Poste anterior de 23 DE DEZEMBRO DE 2022 > Guiné 61/74 - P23909: Notas de leitura (1535): "O Santuário Perdido: A Força Aérea na Guerra da Guiné, 1961-1974 - Volume I: Eclosão e Escalada (1961-1966)", por Matthew M. Hurley e José Augusto Matos, 2022 (9) (Mário Beja Santos)

Último poste da série de 27 DE DEZEMBRO DE 2022 > Guiné 61/74 - P23922: Notas de leitura (1537): Germano Almeida, prémio Camões (2018), filho de pai português e mãe cabo-verdiana, explica a origem mítica de Cabo Verde: uma criação divina, não por maldição... por distração (Luís Graça)

Guiné 61/74 - P23929: Fotos à procura de uma legenda (167): "Apanhado" na Guiné, "apanhado" no PREC, "apanhado" por viver 287 km dentro (!) do Círculo Polar Ártico!... (J. Belo, Suécia)

Um aquário decorado com corais e cornos de rena... e temperatura amena, (24,9º)... Coisas do nosso J. Belo (que está vivo e recomenda-se, embora irremediavelmente "apanhado do clima")




1. Mensagem de Joseph Belo:

Data - quinta, 29/12/2022, 17:46

Assunto - Os "apanhados" do blogue com votos de Bom Ano Novo

“Apanhado” na Guiné,” Apanhado” no PREC,” Apanhado” por viver há 44 anos a 287 quilómetros dentro (!) do Círculo Polar Árctico!

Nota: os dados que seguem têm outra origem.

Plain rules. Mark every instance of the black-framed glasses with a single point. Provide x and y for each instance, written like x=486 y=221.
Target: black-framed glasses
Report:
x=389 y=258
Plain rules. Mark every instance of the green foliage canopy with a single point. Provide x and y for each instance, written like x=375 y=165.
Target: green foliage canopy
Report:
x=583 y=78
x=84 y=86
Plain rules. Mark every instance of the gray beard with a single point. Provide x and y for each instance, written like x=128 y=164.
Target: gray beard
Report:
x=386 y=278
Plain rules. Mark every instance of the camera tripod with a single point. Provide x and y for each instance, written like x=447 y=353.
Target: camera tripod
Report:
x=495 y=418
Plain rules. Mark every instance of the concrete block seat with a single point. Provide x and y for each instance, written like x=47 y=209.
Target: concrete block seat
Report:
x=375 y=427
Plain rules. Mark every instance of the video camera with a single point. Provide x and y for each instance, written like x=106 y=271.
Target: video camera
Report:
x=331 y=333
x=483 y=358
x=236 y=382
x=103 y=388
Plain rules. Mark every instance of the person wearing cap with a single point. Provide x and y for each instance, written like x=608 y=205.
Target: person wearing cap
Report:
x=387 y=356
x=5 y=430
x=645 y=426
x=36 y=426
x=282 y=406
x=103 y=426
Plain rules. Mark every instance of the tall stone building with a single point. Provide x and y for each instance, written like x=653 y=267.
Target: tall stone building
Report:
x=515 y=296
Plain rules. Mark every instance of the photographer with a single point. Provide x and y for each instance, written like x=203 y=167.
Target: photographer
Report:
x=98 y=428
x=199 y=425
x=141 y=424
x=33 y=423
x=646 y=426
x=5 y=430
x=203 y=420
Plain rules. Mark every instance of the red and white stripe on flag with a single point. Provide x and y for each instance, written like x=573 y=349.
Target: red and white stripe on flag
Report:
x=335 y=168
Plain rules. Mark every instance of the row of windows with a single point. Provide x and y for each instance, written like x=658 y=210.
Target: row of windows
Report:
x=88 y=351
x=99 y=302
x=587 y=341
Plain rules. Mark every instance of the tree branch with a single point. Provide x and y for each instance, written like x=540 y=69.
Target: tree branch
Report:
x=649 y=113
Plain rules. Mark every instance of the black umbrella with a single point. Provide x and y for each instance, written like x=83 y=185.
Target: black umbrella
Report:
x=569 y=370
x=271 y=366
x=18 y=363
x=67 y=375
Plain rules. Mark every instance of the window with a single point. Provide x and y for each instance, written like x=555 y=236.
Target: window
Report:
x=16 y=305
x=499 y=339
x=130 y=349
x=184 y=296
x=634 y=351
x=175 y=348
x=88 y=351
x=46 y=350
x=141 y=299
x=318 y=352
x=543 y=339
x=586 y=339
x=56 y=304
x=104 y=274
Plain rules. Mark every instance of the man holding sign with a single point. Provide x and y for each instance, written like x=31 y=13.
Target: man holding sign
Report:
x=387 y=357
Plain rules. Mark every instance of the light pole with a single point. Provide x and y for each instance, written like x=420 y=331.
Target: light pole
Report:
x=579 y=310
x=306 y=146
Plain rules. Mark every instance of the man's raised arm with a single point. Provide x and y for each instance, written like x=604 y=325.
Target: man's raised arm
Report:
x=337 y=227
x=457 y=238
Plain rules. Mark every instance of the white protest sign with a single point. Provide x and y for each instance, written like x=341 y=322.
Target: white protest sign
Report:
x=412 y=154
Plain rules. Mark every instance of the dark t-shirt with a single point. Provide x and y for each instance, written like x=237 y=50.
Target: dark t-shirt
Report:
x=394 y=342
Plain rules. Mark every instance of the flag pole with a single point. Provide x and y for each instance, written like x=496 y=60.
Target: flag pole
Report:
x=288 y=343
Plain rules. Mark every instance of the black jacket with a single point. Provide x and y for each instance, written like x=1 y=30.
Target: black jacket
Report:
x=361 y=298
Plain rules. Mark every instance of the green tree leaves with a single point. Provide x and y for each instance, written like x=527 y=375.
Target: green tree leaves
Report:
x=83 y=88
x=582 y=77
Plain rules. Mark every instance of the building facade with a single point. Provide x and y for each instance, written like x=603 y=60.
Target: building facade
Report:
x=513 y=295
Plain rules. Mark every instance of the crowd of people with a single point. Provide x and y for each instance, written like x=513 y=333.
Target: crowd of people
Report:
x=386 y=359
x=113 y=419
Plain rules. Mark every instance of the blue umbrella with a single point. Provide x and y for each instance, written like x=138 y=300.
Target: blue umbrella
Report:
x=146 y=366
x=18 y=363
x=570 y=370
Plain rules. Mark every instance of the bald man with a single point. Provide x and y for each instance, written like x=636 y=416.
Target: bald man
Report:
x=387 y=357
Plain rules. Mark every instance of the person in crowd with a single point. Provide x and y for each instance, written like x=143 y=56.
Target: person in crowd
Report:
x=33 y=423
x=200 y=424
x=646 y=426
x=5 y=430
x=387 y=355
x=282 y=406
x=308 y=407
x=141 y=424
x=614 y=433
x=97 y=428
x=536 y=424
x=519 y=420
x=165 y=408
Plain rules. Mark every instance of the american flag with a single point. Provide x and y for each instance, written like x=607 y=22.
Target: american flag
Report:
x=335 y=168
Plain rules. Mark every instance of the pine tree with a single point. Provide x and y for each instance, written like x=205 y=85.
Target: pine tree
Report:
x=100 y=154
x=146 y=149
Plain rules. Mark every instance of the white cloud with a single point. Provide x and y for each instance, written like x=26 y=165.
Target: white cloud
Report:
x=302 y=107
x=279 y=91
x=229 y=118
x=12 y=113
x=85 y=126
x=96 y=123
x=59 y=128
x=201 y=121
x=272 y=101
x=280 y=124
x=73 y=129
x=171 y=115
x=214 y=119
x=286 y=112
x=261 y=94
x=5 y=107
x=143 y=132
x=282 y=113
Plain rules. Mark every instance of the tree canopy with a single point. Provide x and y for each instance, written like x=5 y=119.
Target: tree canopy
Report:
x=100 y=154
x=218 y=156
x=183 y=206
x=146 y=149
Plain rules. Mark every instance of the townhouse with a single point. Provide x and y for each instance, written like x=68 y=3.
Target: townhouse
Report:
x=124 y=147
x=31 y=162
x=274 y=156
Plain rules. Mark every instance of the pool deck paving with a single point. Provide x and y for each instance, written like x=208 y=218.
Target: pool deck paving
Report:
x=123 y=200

(Obviamente que o aquário é decorado com… cornos de rena!!!!.)

Um abraço, 
J. Belo


2. Comentário do editor LG:

Dizia-se dos gajos, no meu tempo, chegavam da Guiné, que vinham "apanhados do clima"... Eu, que ainda estava do lado de cá do cais de embarque, em vésperas de partir no "Niassa" (em 24/5/1969) só depois é que me dei conta que os portugueses, em matéria linguística, são um povo criativo...

Mas os lexicógrafos, os dicionaristas, os especialistas de língua (e dedo),  vêm-se em papos de aranha para acompanhar o ritmo de produção das "frases feitas"... Esta é uma delas, "Apanhado do clima"... Mas já em 20/2/1998, o especialista do Ciberdúvidas da Língua Portuguesa, José Neves Henriques, lá tentava em vão satisfazer a curiosidade de uma consulente sobre a origem da expressão "anda tudo apanhado do clima".

(...) "Estamos em presença duma frase feita que anda por aí. É muito difícil saber a origem de frases e de diversas expressões desta natureza. Às vezes têm origem na representação de tal ou tal obra de teatro, fita cinematográfica, etc., como é o caso desta, que já pouco se ouve: Não tens planta nenhuma. Dos dicionários que tratam especificamente destas coisas, nenhum regista a frase apresentada pela nossa consulente. E mesmo que registasse, como saber a origem?

Orlando Neves publicou um «Dicionário das Origens das Frases Feitas». Elas são tantas, tantas!... São milhares. Pois o autor só conseguiu dar a origem dumas trezentas e tal. É muito difícil. Não conheço quem informe do que deseja saber.

José Neves Henriques  20 fev. 1998" (...)

in Ciberdúvidas da Língua Portuguesa, https://ciberduvidas.iscte-iul.pt/consultorio/perguntas/anda-tudo-apanhado-do-clima/1878 [consultado em 30-12-2022]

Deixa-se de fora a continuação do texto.